OMD and McDonald's at Spikes
Murphy was speaking alongside Stephen Li, chief executive at OMD APAC, about the anatomy of fear in the context of modern, risky marketing strategies at Spikes Asia today. The discussion focused on the ways in which brands like McDonald’s can start to become more comfortable with unknowns.
Murphy, said: “We know the outcomes but don’t know how to get there all the time. This makes me feel nervous and fearful because I don't have the data points to make the decisions. It is about being comfortable with ambiguity, the idea of being able to fail fast and go again. As you do that you have to focus on key points like sales targets, brand engagement targets and ROI because it helps us focus on how we get there.”
He said that an important difference in being brave and being reckless came down to planning for the failures.
“A lot of it comes down to the best judgment we can make with data and asking ‘what are the consequences?’ and having backup plans. You go from fearless into reckless when you don’t do that, particularly when multi million pound budgets are at stake.
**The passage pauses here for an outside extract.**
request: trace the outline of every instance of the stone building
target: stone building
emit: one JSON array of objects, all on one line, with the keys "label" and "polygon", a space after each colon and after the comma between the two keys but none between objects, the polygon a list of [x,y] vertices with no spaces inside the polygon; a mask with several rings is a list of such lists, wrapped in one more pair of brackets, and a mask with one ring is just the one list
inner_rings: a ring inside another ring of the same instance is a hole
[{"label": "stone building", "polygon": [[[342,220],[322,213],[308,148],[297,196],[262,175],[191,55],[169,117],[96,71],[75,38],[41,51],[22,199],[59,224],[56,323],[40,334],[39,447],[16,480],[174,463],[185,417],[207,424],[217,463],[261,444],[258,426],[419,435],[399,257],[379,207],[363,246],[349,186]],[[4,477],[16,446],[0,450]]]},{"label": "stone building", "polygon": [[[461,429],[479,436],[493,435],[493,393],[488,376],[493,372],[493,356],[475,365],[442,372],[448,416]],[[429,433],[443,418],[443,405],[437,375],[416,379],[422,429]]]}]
We need to become comfortable with ambiguity and turn it round by asking ‘under what circumstances would that be ok?’ It’s about asking how make it right not ‘why should we not do this?’”
With a small number of vocal marketers giving similar rallying calls but the majority of marketers remaining risk-averse, Li closed on a remark that many in the industry would agree with: “If we could have more clients being that way, and not just when sitting on stage, then that would be better for all of us.”